Point-of-Care Clinical Decision Support Market Map: The doctor('s AI assistant) will see you now
This is part of Elion’s weekly market map series where we break down critical vendor categories and the key players in them. For more, become a member and sign up for our email here.
With clinician burnout at an all-time high in recent years and an impending physician shortage, health systems and software vendors are scrambling to support physicians in providing better care in less time. It follows, then, that clinician assistant products are some of the most popular AI applications we see, as measured by deals signed, investments made, and overall product innovation.
Broadly speaking, AI clinician assistants or copilots, leverage artificial intelligence to help clinicians be more prepared, interact more effectively with the patient, and make better decisions around patient care from intake and pre-charting, through the patient visit or during patient care, diagnosis, and the care plan.
Point-of-care clinical decision support (CDS) solutions, specifically, are tools that help clinicians make evidence-based decisions at the point of care to reduce medical errors, improve patient outcomes, and increase provider efficiency. Some tasks they might complete include auto-drafting clinical notes, managing complex dosage calculations, and providing preliminary and differential diagnoses, as well as helping generate relevant recommendations and care plans.
The History of CDS
In their early days, point-of-care CDS solutions were focused on aggregating hard-coded rules from companies like UpToDate or DynaMed to apply evidence-based medicine during patient interactions. These systems helped trigger reminders for clinicians, surfaced potential diagnoses and recommendations, or even just calculated correct dosage for medications.

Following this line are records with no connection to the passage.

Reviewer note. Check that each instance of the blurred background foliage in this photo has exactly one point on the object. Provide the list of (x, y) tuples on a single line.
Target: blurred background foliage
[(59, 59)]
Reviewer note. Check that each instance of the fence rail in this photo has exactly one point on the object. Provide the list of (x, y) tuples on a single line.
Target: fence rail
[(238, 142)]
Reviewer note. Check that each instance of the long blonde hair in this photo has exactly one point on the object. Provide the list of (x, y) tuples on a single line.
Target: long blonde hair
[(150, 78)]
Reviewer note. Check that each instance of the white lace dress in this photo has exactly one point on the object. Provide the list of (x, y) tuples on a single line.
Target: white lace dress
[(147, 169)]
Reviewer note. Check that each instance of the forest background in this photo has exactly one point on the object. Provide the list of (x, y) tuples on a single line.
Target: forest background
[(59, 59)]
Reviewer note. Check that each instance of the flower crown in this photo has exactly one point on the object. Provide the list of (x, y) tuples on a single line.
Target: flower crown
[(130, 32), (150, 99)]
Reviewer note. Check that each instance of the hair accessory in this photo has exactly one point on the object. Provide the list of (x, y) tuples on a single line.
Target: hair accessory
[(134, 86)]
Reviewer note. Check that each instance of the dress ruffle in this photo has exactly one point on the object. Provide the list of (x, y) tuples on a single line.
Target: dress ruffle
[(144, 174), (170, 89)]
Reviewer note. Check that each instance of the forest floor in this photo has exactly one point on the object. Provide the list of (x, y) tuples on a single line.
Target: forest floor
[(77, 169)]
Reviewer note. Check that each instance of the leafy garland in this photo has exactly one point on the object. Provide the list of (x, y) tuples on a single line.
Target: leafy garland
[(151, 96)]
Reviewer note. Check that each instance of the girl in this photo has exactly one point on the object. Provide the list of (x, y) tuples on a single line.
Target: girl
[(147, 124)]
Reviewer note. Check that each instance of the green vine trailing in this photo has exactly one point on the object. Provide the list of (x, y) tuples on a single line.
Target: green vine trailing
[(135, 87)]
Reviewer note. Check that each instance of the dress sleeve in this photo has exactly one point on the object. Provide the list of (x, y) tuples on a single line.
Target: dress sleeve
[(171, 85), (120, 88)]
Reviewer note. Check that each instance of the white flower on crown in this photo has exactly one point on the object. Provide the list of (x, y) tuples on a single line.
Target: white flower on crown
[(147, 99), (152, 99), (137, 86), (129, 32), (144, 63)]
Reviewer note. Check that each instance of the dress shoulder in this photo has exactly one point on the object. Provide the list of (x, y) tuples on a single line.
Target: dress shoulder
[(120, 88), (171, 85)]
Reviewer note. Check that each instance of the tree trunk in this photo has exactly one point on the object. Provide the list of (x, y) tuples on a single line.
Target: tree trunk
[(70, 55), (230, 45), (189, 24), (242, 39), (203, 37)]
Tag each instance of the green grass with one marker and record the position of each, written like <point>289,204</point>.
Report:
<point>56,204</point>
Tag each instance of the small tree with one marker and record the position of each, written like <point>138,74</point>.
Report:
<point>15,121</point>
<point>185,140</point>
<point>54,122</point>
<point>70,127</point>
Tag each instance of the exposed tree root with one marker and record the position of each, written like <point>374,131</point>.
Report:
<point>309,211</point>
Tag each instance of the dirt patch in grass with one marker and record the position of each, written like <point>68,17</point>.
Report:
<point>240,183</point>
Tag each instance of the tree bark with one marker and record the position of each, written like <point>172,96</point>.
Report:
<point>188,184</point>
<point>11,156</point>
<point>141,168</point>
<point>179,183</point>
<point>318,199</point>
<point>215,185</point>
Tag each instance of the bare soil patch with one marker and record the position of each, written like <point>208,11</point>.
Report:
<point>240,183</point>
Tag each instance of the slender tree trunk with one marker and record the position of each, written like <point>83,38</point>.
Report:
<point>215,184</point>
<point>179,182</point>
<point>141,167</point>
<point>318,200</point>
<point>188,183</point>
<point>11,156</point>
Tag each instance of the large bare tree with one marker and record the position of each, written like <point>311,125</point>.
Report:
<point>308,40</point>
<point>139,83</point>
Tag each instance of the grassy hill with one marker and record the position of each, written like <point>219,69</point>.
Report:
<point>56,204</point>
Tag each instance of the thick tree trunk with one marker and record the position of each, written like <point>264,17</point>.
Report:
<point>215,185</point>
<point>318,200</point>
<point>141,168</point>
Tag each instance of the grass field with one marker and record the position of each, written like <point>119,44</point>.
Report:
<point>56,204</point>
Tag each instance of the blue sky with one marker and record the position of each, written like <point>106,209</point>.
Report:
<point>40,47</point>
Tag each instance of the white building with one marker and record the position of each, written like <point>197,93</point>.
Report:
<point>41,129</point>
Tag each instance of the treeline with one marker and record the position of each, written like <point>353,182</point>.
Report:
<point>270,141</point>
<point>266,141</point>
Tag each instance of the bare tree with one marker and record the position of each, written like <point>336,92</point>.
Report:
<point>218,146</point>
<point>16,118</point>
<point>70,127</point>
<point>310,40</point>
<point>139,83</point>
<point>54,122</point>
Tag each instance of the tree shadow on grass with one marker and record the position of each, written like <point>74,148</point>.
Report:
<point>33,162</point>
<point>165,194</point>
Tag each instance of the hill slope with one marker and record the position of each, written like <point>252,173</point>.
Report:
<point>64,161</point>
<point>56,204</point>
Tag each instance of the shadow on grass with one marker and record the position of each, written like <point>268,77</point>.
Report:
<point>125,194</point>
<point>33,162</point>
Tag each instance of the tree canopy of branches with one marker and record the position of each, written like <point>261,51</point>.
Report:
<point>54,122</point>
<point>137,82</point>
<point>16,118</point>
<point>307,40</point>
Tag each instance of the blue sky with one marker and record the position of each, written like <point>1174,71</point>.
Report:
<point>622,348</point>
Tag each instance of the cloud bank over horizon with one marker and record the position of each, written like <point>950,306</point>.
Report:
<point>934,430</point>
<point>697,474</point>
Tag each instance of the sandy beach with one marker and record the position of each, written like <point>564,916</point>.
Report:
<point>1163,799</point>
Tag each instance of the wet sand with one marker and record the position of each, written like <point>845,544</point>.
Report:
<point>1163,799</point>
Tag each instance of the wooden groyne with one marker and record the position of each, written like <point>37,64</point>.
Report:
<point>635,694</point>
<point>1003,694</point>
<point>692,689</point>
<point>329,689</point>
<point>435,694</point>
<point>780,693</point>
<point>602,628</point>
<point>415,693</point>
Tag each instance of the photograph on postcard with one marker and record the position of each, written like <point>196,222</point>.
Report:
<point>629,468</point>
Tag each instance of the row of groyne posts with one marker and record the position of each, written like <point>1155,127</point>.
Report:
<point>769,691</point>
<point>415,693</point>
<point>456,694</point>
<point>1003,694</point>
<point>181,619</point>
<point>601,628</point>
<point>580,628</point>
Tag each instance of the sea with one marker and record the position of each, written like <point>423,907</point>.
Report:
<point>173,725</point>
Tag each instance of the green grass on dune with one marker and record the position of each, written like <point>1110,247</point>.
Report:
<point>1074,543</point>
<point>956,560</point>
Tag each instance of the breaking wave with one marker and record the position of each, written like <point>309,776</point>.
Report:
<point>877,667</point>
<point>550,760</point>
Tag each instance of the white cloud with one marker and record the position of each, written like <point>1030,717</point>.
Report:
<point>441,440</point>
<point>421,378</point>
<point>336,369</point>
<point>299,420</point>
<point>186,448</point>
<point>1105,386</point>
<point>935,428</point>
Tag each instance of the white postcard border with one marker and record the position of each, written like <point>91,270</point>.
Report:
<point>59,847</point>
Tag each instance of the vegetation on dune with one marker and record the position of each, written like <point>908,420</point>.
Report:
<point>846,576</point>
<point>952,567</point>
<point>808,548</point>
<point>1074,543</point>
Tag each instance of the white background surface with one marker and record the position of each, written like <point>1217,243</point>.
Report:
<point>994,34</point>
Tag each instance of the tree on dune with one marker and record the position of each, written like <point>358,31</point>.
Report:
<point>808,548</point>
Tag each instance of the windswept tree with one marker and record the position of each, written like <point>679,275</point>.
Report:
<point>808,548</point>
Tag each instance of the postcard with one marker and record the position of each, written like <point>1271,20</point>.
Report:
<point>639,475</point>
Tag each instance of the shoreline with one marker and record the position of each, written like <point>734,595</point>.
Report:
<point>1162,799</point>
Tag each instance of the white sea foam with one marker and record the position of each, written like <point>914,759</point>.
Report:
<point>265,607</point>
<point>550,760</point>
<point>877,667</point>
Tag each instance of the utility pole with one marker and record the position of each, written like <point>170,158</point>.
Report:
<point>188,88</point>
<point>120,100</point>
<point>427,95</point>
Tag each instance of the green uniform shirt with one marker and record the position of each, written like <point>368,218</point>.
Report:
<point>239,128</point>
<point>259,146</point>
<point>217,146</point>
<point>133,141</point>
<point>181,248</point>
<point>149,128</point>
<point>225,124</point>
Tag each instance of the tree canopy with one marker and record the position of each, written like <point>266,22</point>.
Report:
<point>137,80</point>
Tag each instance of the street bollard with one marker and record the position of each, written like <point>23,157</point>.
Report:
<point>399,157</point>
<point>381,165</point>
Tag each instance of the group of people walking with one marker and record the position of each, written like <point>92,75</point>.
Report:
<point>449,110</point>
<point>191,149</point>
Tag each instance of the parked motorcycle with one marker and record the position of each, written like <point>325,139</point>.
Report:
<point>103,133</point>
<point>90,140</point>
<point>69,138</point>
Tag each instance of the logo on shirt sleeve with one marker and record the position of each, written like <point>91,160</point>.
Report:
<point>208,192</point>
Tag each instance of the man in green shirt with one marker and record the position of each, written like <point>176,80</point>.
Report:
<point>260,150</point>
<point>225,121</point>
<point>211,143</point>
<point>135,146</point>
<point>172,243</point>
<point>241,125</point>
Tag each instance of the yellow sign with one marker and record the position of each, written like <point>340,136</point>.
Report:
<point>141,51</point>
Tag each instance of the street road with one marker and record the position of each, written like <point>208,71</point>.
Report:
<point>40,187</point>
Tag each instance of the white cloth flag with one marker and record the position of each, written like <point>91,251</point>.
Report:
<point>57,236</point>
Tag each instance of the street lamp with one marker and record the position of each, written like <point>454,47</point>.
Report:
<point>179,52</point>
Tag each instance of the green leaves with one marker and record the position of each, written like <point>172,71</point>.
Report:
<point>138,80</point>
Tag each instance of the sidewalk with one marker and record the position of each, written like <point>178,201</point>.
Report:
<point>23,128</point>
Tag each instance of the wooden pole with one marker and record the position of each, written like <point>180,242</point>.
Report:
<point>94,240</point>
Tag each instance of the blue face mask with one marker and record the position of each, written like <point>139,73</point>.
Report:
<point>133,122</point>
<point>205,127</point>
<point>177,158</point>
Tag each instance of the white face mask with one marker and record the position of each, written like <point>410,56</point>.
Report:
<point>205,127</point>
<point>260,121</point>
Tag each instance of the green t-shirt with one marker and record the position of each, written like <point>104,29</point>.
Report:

But capabilities for point-of-care CDS tools increased dramatically with the advent of LLMs and GenAI, which enable more advanced reasoning on unstructured patient data. These models are trained on the vast literature of medical guidelines and clinical best practices. So, after they extract key clinical information for the patient, including symptoms, patient history, medications, and examination findings, they’re able to produce a list of potential differential diagnoses as well as formulated clinical plans customized to the patient.
It’s also worth noting that while early AI entrants focused narrowly on particular use-cases—like AI scribes, clinical summarization, and clinical decision support—health systems seem to prefer platforms over point solutions, and vendors are responding. AI clinician assistant vendors initially focused on one specific use case are starting to branch out into other parts of the workflow, and we expect some degree of convergence into generalized clinical assistant platforms.
Vendor Landscape
While there are many solutions that use a rules-based paradigm to make clinical recommendations within or outside of the EHR, some of the AI-native vendors in this landscape include AvoMD, Corti, Evidently CDS, Glass Health, Kahun, Mariana AI, Pieces, Regard, SmarterDx, and Sully.ai. We’re seeing many AI scribe vendors start to build this functionality as well, and expect to list them in this category soon.
Looking Forward with Point-of-Care CDS
Given what we’ve seen with ambient scribes—a market rapidly moving towards commoditization, with a few products differentiated by their custom models and integrations—we have to wonder if the same thing will happen for point-of-care CDS tools. Both categories of products are driven largely by innovation in machine learning, but there is more product and design required for great CDS tooling, especially when it comes to transparency of results and links to underlying documentation and evidence.
It’s a harder category to build for, but it shares much of the workflow with ambient scribes; our natural conclusion here is that these two types of products will eventually merge and every point-of-care CDS solution will also be an ambient scribe, and leading ambient scribes will set themselves apart with the quality of their AI point-of-care CDS tooling.